A daily devotional moment by Chris Garcia
You can hear the Spirit loudest in silence. Some of the most profound moments I have ever had with God were in moments of absolute silence. I call them "holy hushes." In the silence, when you are still, that is where your mind is. Your flesh. All of your distractions drop down to a baseline. You can hear the Spirit more clearly when you learn to be still. The Scripture says, "Be still and know that I am God." Be still. Abraham, Isaac, Jacob, and Moses did not need music to get into the presence of God. They learned to be still. They learned to commune with Him. There is nothing wrong with music as we use it all the time. There is also a moment, a time to reflect. To pause. To selah. To dwell. To think on Him. Some of you want to be very sensitive. Do you want to grow in spiritual sensitivity? Learn to be still. Do you want to hear His voice? Learn to be still. My favorite time ever to be with the Lord is when there is absolute silence. People ask me all the time. "Pastor Chris, how do you pray?" "Like what do you do in prayer" is their question. My response is the same response that I have heard Michael Koulianos say, and I would echo what he says. Which is “Hopefully nothing.” What do you mean hopefully nothing? Because there is a time and moment in prayer when the Spirit takes over. Where it is not you praying or you trying to do anything. But it is the Spirit of God blowing the gentle breath of His Spirit. Leading you into greater depths of intimacy. Through silence. Jesus, when He would pray, would seclude Himself in prayer. He went to the secret place. He would go into the prayer closet. Or He would go to Gethsemane and pray. Or He would go somewhere far off in the wilderness or out in nature and be still and worship the Father and spend time with God. I was teaching a class last night on evangelism and dependency on the Holy Spirit and I find it very interesting, and I also shared this in the class last night. That the disciples never asked Jesus the question "Jesus teach us how to prophesy."

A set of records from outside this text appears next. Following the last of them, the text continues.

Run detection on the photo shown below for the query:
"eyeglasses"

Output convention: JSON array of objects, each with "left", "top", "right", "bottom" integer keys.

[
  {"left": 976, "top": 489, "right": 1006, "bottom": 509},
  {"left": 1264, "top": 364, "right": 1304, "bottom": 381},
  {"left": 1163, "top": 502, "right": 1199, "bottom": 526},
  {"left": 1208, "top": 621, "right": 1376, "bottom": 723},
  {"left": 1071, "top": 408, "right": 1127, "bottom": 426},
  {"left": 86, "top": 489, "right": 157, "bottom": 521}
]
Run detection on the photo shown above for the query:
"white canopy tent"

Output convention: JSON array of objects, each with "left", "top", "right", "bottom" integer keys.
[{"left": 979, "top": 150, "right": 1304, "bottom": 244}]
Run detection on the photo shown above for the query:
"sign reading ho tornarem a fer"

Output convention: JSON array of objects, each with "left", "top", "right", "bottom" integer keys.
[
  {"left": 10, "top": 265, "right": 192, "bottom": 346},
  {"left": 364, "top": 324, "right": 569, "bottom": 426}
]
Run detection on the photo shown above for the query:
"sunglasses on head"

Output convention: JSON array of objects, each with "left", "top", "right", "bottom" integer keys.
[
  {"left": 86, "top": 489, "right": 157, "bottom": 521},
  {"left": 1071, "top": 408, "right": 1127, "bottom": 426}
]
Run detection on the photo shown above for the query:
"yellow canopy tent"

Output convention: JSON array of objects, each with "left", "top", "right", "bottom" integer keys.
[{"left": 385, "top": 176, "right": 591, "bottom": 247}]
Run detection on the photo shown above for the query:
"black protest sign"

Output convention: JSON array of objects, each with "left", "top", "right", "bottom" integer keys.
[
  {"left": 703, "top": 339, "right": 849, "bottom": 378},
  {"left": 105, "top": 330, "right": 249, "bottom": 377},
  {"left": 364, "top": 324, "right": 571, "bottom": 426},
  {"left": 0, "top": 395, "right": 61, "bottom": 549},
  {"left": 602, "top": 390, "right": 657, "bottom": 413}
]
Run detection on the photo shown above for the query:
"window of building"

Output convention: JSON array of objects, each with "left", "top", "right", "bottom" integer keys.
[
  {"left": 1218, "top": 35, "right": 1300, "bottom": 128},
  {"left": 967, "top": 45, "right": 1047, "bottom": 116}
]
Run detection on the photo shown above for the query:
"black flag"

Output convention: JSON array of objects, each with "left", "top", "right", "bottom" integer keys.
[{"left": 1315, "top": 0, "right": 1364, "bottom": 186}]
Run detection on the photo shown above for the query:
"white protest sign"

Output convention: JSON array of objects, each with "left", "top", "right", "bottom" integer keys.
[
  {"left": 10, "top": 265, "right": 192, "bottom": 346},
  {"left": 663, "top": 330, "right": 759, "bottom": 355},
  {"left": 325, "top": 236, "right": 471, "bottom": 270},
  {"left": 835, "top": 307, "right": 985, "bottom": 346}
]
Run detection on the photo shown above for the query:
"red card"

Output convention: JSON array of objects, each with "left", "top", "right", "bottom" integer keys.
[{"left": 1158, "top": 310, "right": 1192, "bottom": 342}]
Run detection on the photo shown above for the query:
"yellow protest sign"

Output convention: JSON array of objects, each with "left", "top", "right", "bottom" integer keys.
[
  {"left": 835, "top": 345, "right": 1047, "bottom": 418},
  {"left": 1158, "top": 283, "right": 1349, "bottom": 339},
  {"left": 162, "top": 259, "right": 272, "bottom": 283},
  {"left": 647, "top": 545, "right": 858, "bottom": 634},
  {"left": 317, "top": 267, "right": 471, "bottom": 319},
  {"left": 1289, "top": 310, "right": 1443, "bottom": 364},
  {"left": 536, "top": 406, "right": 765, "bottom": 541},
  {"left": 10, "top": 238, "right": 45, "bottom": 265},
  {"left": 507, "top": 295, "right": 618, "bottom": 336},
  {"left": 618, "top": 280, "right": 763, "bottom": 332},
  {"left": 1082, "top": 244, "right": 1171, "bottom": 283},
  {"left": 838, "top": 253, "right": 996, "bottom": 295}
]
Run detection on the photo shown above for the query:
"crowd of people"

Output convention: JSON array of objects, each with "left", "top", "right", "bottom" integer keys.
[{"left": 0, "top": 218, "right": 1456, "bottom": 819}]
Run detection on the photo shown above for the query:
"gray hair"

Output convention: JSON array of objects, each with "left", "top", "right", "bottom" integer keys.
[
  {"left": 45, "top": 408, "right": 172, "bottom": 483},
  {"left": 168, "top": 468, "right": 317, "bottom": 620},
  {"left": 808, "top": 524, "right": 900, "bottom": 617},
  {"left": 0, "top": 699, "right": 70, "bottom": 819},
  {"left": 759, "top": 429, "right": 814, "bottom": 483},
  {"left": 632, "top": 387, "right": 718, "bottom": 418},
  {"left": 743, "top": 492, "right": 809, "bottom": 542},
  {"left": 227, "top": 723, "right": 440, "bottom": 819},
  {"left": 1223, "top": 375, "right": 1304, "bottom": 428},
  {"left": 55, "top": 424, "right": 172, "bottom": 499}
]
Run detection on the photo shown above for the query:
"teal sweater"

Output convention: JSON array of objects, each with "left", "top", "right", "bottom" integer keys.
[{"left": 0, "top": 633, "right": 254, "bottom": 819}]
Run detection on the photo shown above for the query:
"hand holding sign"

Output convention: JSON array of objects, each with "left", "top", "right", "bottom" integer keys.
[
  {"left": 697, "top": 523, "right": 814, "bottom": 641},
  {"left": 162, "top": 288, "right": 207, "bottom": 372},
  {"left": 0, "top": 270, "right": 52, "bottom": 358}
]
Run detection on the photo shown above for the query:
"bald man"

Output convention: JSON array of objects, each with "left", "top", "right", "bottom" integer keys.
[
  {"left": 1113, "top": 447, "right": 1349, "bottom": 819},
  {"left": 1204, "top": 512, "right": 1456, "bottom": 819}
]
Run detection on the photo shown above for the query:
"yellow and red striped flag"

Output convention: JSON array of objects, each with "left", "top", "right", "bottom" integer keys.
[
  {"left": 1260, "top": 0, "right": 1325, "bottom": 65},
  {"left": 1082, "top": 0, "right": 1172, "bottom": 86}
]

They never once came to Him and said, "Teach us how to raise the dead." Or heal the sick. Or cast out devils. Never once did they ask Him that. Rather, what they did ask Jesus, was Jesus, "teach us how to pray." Why? Because they saw this relationship. This rhythm between Jesus' secluded prayer life and the ministry of the Spirit that flowed out of Him. In Marks's Gospel, in the first chapter, the Bible says that early in the morning long before the sun rose, Jesus went to a secluded place and prayed. They could not find Him. His disciples would look all over for Him unable to find His whereabouts. Many hours after daybreak, they found Jesus alone, secluded, and in prayer. They said, "Master we have been looking for you." We have been all over. Where have you been? "People are looking for You that are needing ministry from You," Jesus said, “Let us get going from here so that I may preach also.” Wait a minute. Jesus said this is why I came to preach here also? But before that explosion of a powerful ministry, He spent time secluded in prayer. Do you want to walk in the anointing? Do you want to walk in a greater anointing in your life? Do you want to understand what the anointing is like? Pray. What do we do when we pray? Essentially, the average prayer life of a US pastor is 7 mins a day. The average prayer life of everyday believers is probably even less than that because people do not know how to pray. They think that prayer life is a chore or some task. Or they have to take some list and read this prayer list. But they limit prayer to just that. Or they limit prayer to just things that they are saying and we do those things and 5 mins go by but we feel like we have been there for an eternity. That is because we are doing it from the flesh. The purpose and the aim of the prayers are not just to pray about things but to pray with Him. To be with Him. To be in communion with Him. To develop your fellowship with God.